I looked out over the waters. ‘Just tell me when I can kiss you,’ I said. ‘I’ll listen until then.’
She choked. I can’t say whether she sobbed or laughed. Perhaps both.
Then she shook her head. ‘I think that I am asking you not to kiss me,’ she said. ‘I believe my choices resolve down to none, or many. I choose none.’ She looked at me under her lashes. ‘Why are you not disgusted? The king would be disgusted.’
‘Only after he was finished,’ I said. I smiled. ‘At least, if he’s like Nerio.’
‘Yes,’ Emile said. She smiled slowly. ‘You understand? Truly?’
I shrugged. ‘I have been some dark places. All I hear you say is that you, too, have been to them.’
She shuddered. ‘And you?’
I frowned. ‘Emile, I have killed men for money.’ I turned, getting my back to the wall.

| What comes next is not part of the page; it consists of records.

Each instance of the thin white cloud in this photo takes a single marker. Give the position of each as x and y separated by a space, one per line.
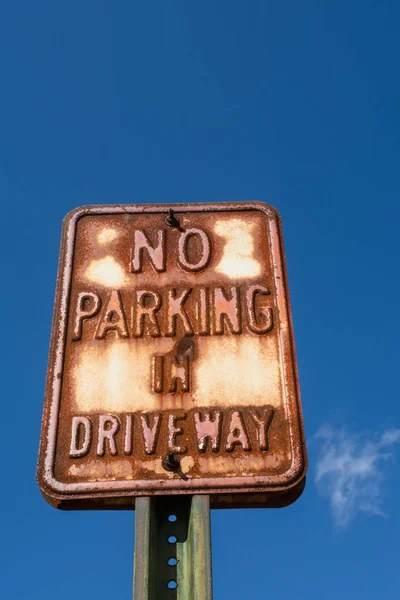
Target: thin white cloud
350 471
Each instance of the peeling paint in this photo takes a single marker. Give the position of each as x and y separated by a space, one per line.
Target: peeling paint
238 260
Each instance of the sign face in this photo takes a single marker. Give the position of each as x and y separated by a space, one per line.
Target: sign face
172 367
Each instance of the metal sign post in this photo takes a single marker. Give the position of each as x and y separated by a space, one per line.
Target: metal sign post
172 548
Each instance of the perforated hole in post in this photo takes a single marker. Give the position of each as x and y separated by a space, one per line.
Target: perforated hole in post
172 518
172 539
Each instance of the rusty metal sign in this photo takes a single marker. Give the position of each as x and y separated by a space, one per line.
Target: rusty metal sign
172 367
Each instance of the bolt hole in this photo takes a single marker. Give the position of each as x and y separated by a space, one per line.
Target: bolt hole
172 539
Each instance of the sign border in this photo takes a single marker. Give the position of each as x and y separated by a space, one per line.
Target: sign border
55 490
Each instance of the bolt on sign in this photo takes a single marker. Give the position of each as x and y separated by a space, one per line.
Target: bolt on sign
172 365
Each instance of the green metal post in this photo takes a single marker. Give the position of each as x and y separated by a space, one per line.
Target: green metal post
172 548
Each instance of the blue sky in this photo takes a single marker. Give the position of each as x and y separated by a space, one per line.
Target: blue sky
295 104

As if it was a fight. Perhaps it was. ‘You know what I have gained from Father Pierre? A sense of my own sin.’ I smiled. ‘And I’m mortally certain that if you put the bastard who took my horse in front of me tomorrow, I’d cut his throat.’
Her mouth twitched.
‘So what penance shall I assign myself, when I know the next sin is just at the end of my sword?’ I asked and took a chance. I put my lips on hers, left them long enough to be sure, and then stepped back. ‘I love you. Would you prefer to wait for marriage?’
‘You’ll kill my husband so that you might marry me?’ she asked. She met my eye with her head half turned, and I think her amusement was genuine. ‘I don’t think we will be able to count on Father Pierre for that wedding.’
She made me laugh. Christ as my Saviour.
Because the answer was – yes.
The next day, after training with the Order, I was summoned by de Mézzières. As I expected, I was left alone with the king.
He motioned to me to rise from my deep bow. ‘Is a certain lady under your protection?’ he asked.
I think I laughed. ‘I doubt that she needs my protection,’ I said.
The king grinned. ‘Par dieu, monsieur, you are a man after my own heart. When this is done, come to Cyprus. I will give you lands and men, and you can one of my lords.’
You still won’t get Emile in your bed, I thought.
ALEXANDRIA
1365
We sailed in early July. My body was healed, and I left behind me my revenge on d’Herblay, my fears for the Bishop of Geneva, my new-found love of Venice, and my hatred of Genoa. I had had this experience before, leaving London to go to France. War is always a sea voyage – if you return, everything is changed. Even you.
We had perhaps four thousand men-at-arms, the cream and the riff-raff of all the men-at-arms in Europe that summer. We had the best of the Italian knights and many of the best French professionals; there was a rumour, right until we sailed, that du Guesclin would join us, and I wished for him. We had some very good English knights, as I have said before, and a surprising number of Scots and Irish – not that I can always tell the two apart. But the Leslies had brought men from the isles west of Scotland. They were, every one of them, as good as Kenneth MacDonald and his brother and Colin Campbell.
Mostly, we had the scrapings of Poitou and Gascony, desperate men in armour whose outward rust belied the state of their souls, their purses, and their general discipline. Yet these same men were as tough as old saddle leather and as careless of danger and pain – vicious old mongrels who would bite any hand if paid. What the masters seemed to ignore is how they behaved when not paid.